Johnson and GOP leaders oppose the legislation, arguing that it has little chance of success since it would still have to move through the Senate, and win Trump’s signature, to become law. The Speaker is advocating instead for a separate investigation being led by Rep. James Comer (R-Ky.), the chairman of the House Oversight and Government Reform Committee, who has already released thousands of files obtained under subpoena from both the DOJ and Epstein’s estate. 

Among those documents was a now notorious “birthday book,” compiled by Maxwell for Epstein’s 50th birthday in 2003, which includes a lewd entry bearing Trump’s signature. The White House has said the entry is fake, and Trump has filed a $10 billion defamation lawsuit against the Wall Street Journal, which first reported on it. 

Comer’s team has also orchestrated a series of interviews with key figures in the Epstein saga, including former U.S. Attorney General Bill Barr and former U.S. prosecutor Alexander Acosta, whose secret plea deal with Epstein, following his first arrest on child sex charges in 2006, has since come under fire as being too lenient.

“We continue to believe the Committee’s investigative process is the most appropriate avenue to provide the American people with transparency and the survivors of Mr. Epstein and Ms. Maxwell with accountability and justice,” Comer wrote last week in a letter updating Johnson on his probe. 

Massie and those supporting his discharge petition dispute those arguments, saying Johnson’s method places too much trust in Trump and the DOJ to release information they don’t want made public.

“The DOJ’s curating all of that, and they’re releasing what they want to release,” he said. “People are going to go through [the documents] and say, ‘Hey, wait. There’s nothing new here. This is stuff we already knew.’ And then that will only incite people to be more upset that there’s no transparency.”
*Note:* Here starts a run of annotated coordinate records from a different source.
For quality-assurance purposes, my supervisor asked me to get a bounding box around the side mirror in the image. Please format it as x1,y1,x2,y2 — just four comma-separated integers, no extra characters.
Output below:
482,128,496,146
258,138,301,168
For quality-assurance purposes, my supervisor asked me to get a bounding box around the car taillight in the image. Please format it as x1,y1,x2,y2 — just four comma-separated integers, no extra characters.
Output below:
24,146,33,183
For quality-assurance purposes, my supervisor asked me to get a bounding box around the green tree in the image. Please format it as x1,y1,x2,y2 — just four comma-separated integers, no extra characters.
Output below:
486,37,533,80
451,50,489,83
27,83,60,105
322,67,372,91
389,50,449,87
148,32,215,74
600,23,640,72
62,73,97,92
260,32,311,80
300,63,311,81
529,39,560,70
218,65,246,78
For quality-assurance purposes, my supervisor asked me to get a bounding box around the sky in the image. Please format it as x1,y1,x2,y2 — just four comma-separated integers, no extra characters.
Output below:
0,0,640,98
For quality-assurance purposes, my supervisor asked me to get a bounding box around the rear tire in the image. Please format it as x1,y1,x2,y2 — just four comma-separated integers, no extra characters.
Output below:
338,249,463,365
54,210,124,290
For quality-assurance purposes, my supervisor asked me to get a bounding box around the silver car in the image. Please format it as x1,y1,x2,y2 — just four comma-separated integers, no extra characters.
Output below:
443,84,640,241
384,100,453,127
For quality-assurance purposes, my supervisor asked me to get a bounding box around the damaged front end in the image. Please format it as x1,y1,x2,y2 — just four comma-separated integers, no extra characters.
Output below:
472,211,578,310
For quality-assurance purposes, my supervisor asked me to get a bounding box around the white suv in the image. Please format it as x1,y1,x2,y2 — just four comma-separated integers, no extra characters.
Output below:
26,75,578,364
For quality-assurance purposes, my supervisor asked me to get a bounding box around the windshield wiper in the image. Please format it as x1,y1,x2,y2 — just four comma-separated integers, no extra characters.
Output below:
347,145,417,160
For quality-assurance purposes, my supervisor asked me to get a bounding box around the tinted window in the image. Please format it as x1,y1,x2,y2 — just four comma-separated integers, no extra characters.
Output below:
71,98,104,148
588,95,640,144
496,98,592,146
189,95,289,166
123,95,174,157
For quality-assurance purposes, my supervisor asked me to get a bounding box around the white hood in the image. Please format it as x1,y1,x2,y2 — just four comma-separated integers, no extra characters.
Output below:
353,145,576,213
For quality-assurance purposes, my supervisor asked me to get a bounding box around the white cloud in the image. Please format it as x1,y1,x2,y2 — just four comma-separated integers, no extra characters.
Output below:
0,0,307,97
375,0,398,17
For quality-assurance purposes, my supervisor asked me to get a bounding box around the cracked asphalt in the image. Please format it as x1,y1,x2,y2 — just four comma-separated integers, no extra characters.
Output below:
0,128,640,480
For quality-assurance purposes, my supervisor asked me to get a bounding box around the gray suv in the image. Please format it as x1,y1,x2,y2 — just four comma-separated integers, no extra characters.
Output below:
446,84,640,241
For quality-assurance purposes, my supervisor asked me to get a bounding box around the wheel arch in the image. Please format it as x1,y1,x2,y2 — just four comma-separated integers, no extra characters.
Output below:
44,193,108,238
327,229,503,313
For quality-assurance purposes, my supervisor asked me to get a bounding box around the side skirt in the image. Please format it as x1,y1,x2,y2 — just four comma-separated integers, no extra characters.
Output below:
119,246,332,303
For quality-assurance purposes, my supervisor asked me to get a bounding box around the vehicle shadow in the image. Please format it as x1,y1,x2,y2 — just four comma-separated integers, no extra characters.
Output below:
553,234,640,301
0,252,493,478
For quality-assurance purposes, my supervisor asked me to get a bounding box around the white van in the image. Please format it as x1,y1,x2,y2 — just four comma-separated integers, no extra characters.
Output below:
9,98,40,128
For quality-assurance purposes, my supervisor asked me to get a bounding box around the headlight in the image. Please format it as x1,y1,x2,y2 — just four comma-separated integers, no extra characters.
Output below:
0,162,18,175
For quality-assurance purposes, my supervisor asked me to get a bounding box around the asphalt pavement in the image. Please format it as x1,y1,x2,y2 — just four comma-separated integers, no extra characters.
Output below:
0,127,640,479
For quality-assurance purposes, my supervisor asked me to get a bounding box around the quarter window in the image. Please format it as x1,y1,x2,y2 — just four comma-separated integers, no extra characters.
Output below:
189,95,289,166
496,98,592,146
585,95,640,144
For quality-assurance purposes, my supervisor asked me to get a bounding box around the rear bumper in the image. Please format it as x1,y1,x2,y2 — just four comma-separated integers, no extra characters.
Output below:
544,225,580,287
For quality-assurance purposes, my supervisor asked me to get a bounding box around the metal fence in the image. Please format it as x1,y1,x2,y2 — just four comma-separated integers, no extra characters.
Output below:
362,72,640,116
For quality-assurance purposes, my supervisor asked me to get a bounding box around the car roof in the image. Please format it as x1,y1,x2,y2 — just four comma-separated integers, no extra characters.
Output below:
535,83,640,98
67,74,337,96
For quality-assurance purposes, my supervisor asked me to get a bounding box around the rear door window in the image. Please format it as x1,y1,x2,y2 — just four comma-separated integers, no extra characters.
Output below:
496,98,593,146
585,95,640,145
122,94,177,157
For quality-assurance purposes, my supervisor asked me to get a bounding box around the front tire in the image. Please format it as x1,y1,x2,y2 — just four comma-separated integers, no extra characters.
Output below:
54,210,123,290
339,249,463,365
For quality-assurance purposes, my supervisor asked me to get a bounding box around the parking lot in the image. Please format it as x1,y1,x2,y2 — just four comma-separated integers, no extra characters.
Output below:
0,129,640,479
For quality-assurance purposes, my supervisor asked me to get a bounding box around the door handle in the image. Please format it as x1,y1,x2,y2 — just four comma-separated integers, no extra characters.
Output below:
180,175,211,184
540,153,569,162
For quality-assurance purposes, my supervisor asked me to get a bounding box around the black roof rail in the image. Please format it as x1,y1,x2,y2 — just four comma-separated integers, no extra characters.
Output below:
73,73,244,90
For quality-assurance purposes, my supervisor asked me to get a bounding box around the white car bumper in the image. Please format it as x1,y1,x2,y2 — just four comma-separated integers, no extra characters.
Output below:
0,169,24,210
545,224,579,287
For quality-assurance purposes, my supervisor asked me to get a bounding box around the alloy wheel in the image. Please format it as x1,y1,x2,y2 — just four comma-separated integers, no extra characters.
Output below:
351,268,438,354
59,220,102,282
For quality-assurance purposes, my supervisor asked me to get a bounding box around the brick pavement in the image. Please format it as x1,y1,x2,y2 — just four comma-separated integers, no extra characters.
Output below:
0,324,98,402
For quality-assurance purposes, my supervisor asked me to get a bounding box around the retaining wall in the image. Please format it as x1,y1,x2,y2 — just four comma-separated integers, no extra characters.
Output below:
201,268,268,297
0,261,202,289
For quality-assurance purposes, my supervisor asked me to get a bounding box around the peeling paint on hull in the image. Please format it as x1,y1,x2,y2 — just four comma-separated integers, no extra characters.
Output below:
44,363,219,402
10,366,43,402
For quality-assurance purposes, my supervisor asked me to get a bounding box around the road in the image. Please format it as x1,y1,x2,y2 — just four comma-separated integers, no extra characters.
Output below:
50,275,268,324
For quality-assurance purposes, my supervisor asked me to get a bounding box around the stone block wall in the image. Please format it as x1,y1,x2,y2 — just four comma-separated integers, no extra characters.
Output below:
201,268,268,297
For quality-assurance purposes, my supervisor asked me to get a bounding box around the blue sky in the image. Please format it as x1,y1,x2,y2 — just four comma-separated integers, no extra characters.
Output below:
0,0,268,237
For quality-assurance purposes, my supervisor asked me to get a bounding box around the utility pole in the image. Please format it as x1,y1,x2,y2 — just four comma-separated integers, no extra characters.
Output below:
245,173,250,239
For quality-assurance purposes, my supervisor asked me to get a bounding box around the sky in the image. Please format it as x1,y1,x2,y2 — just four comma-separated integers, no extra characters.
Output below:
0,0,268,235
During a hearing of the Judiciary Committee last week, Massie pressed FBI Director Kash Patel who had long promoted Epstein conspiracy theories on a purported list of 20 people Epstein’s victims have identified to the FBI as being involved in Epstein’s alleged sex trafficking. 

“This is not a hoax. There are more names. Those names are not being released,” Massie said. 

“The only argument for not releasing those names is either the FBI doesn’t think the victims are credible,” he added, “or they don’t want to embarrass those rich and powerful people.”